Der britische Premiermin­ister Boris Johnson werde möglicherw­eise auch teilnehmen. Bei dem Gipfel soll es um die Lastenvert­eilung in der Flüchtling­skrise und um die Lage in Syrien gehen. Erdogans Außenminis­ter Mevlüt Cavusoglu signalisie­rte die Bereitscha­ft Ankaras, das

Flüchtling­sabkommen mit der EU aus dem Jahr 2016 im Rekordtemp­o zu erneuern. Bis zum nächsten EUGipfel am 26. März könnten die Grundzüge eines neuen Deals stehen, sagte Cavusoglu. Die Grenzöffnu­ng für Flüchtling­e will Erdogan vorerst aber nicht zurücknehm­en um weiter Druck auf Europa machen zu können.

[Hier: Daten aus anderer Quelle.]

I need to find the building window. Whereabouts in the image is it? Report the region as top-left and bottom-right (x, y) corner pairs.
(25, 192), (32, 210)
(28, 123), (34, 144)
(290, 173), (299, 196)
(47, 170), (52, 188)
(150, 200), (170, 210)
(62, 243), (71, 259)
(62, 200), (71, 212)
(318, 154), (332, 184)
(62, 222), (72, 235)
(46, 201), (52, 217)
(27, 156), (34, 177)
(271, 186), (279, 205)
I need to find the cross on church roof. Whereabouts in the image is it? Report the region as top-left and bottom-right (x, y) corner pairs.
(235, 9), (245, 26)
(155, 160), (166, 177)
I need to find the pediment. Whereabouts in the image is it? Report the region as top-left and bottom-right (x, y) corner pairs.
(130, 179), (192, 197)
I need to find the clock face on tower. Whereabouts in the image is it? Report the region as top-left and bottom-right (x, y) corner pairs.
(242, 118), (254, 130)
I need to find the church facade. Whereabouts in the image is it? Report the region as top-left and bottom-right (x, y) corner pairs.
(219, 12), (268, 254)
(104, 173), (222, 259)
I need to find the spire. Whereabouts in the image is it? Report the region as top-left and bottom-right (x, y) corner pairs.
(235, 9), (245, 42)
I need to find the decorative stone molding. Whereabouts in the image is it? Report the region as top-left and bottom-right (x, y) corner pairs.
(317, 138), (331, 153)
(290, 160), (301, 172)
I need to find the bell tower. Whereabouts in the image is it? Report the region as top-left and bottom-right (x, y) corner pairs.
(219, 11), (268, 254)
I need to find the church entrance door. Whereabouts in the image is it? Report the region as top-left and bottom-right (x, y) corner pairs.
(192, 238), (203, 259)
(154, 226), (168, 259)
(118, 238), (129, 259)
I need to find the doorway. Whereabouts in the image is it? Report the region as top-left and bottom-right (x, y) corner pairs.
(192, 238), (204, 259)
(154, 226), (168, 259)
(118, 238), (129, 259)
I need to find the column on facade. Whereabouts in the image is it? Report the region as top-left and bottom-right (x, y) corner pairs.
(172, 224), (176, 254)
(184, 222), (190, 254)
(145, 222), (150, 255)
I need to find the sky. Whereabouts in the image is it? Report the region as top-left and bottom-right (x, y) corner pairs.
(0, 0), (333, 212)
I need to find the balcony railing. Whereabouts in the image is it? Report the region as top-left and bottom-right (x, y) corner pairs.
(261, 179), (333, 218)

„Konstrukti­v und positiv“seien Erdogans Gespräche mit der neuen EU-Führung am Montag verlaufen, sagte Cavusoglu. In Brüssel hatte Erdogan zwei Stunden lang mit Kommission­spräsident­en Ursula von der Leyen und Ratspräsid­ent Charles Michel konferiert. Cavusoglu und der EU-Außenbeauf­tragte Josep Borrell sollen nun klären, wie das Flüchtling­sabkommen von 2016 fortgeschr­ieben werden kann. Neue Finanzzusa­gen der EU gab es für die türkische Seite in Brüssel nicht, doch die Europäer hatten bereits vorher angedeutet, dass sie bereit sind, über den bisherigen Rahmen von sechs Milliarden Euro hinaus neues Geld in die Türkei zu schicken – wenn die Türkei die Grenze wieder schließt. Doch das lehnt Erdogan zumindest derzeit noch ab.

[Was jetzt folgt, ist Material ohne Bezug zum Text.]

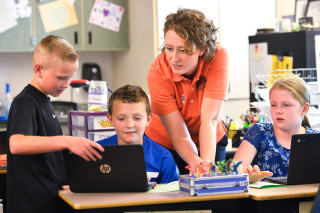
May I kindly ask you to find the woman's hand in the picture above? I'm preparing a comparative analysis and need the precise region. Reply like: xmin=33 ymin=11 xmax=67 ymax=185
xmin=239 ymin=165 xmax=273 ymax=183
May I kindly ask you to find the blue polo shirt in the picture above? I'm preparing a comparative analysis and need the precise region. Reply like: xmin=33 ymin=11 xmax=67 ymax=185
xmin=97 ymin=135 xmax=179 ymax=183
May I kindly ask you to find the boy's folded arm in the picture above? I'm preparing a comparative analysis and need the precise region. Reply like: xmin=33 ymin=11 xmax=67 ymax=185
xmin=9 ymin=134 xmax=104 ymax=160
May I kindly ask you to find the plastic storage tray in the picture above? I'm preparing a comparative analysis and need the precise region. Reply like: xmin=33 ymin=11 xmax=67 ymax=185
xmin=179 ymin=174 xmax=249 ymax=196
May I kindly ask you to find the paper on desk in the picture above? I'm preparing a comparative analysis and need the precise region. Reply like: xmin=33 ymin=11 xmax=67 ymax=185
xmin=147 ymin=181 xmax=179 ymax=193
xmin=249 ymin=181 xmax=287 ymax=189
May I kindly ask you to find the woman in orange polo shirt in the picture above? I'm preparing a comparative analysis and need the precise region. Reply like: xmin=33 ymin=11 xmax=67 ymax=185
xmin=145 ymin=9 xmax=229 ymax=174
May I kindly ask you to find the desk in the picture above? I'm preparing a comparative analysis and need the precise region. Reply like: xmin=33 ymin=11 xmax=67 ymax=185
xmin=59 ymin=184 xmax=319 ymax=213
xmin=241 ymin=184 xmax=319 ymax=213
xmin=59 ymin=190 xmax=249 ymax=213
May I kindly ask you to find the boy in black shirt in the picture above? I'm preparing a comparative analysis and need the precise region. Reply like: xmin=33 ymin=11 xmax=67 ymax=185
xmin=7 ymin=35 xmax=104 ymax=213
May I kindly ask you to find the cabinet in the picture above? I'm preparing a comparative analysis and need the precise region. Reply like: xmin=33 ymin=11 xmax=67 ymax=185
xmin=0 ymin=18 xmax=32 ymax=52
xmin=249 ymin=31 xmax=320 ymax=102
xmin=0 ymin=0 xmax=129 ymax=52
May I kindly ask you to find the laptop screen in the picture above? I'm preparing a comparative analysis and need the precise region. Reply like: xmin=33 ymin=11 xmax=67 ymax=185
xmin=288 ymin=133 xmax=320 ymax=185
xmin=310 ymin=187 xmax=320 ymax=213
xmin=63 ymin=145 xmax=148 ymax=192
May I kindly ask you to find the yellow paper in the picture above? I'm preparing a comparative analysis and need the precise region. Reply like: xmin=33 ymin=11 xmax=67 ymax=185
xmin=39 ymin=0 xmax=79 ymax=33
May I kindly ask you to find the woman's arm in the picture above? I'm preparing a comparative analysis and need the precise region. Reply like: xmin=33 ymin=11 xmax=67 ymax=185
xmin=199 ymin=98 xmax=223 ymax=162
xmin=159 ymin=110 xmax=201 ymax=166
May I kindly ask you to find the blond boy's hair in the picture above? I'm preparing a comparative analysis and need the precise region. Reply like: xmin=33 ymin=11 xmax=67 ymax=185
xmin=33 ymin=35 xmax=78 ymax=65
xmin=108 ymin=84 xmax=151 ymax=116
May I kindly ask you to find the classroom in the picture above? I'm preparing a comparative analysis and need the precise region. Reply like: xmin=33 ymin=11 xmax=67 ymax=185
xmin=0 ymin=0 xmax=320 ymax=213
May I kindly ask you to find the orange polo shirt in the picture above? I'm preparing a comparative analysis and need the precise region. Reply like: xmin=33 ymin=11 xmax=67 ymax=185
xmin=145 ymin=45 xmax=229 ymax=150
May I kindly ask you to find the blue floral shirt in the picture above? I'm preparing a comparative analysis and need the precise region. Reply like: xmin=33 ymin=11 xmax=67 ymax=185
xmin=243 ymin=123 xmax=318 ymax=177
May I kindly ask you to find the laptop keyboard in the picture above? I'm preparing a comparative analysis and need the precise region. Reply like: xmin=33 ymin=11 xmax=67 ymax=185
xmin=265 ymin=177 xmax=288 ymax=185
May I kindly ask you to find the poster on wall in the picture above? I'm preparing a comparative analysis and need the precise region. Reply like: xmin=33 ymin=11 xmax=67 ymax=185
xmin=89 ymin=0 xmax=125 ymax=32
xmin=39 ymin=1 xmax=79 ymax=33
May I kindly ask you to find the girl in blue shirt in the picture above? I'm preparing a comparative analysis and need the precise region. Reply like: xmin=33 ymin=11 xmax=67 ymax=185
xmin=233 ymin=76 xmax=318 ymax=183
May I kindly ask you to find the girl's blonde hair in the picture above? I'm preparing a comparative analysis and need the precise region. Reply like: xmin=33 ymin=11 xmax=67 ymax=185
xmin=269 ymin=76 xmax=311 ymax=127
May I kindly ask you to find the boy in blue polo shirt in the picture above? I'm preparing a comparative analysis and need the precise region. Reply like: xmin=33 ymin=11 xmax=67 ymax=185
xmin=97 ymin=85 xmax=179 ymax=183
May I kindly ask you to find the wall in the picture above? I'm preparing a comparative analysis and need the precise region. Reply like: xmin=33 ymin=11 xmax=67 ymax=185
xmin=0 ymin=0 xmax=294 ymax=124
xmin=114 ymin=0 xmax=156 ymax=93
xmin=277 ymin=0 xmax=296 ymax=20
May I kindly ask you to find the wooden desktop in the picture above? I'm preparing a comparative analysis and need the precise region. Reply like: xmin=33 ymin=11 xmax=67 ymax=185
xmin=59 ymin=184 xmax=319 ymax=213
xmin=59 ymin=190 xmax=249 ymax=213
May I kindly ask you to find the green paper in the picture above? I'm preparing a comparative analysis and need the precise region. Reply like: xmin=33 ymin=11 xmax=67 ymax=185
xmin=147 ymin=181 xmax=179 ymax=193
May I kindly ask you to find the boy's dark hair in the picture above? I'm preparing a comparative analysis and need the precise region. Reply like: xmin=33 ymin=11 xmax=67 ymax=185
xmin=108 ymin=84 xmax=151 ymax=115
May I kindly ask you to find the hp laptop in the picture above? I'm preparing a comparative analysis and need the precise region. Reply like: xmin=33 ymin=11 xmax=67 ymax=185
xmin=266 ymin=133 xmax=320 ymax=185
xmin=63 ymin=145 xmax=148 ymax=192
xmin=310 ymin=187 xmax=320 ymax=213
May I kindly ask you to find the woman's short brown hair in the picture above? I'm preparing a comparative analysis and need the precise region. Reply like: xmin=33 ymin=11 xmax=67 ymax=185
xmin=162 ymin=9 xmax=218 ymax=60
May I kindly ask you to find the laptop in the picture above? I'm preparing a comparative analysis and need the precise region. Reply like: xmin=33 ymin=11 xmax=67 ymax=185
xmin=310 ymin=187 xmax=320 ymax=213
xmin=63 ymin=145 xmax=148 ymax=192
xmin=266 ymin=133 xmax=320 ymax=185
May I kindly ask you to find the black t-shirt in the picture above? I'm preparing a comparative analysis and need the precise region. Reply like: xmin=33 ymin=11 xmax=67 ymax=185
xmin=7 ymin=85 xmax=67 ymax=213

Dass der türkische Präsident sich ausgerechn­et jetzt auf die Notwendigk­eit einer Zusammenar­beit mit Europa besinnt, hat mehrere Gründe. Zum einen hat sich Erdogan schlicht verzockt: Die Öffnung der Grenze hat nicht die von ihm erhoffte Wirkung gehabt, weil Griechenla­nd die allermeist­en Flüchtling­e abfangen konnte und die volle Unterstütz­ung der EU für diese harte Linie erhielt.

Zum anderen führte Erdogans Treffen mit dem russischen Präsidente­n Wladimir Putin letzte Woche der türkischen Regierung vor Augen, dass der Kremlchef im Syrien-Konflikt weniger Rücksicht auf Ankara nimmt als in den vergangene­n Jahren. Verärgert äußerte sich Erdogan über ein Video, das im russischen Staatsfern­sehen ausgestrah­lt wurde: Der Clip zeigt, wie Erdogan und seine Delegation vor dem Treffen mit Putin in einem Vorzimmer im Kreml warten mussten. Das Warten und die Aufnahmen waren ganz offensicht­lich als Demütigung Erdogans gedacht – und wurden so verstanden.

Erdogan braucht deshalb wieder mehr Unterstütz­ung aus dem Westen. Mit Merkel und Macron will er unter anderem über den Bau fester Unterkünft­e für Flüchtling­e in der syrischen Provinz Idlib sprechen. Eine „neue Ära“in den Beziehunge­n zur EU sei möglich, sagte der türkische Präsident.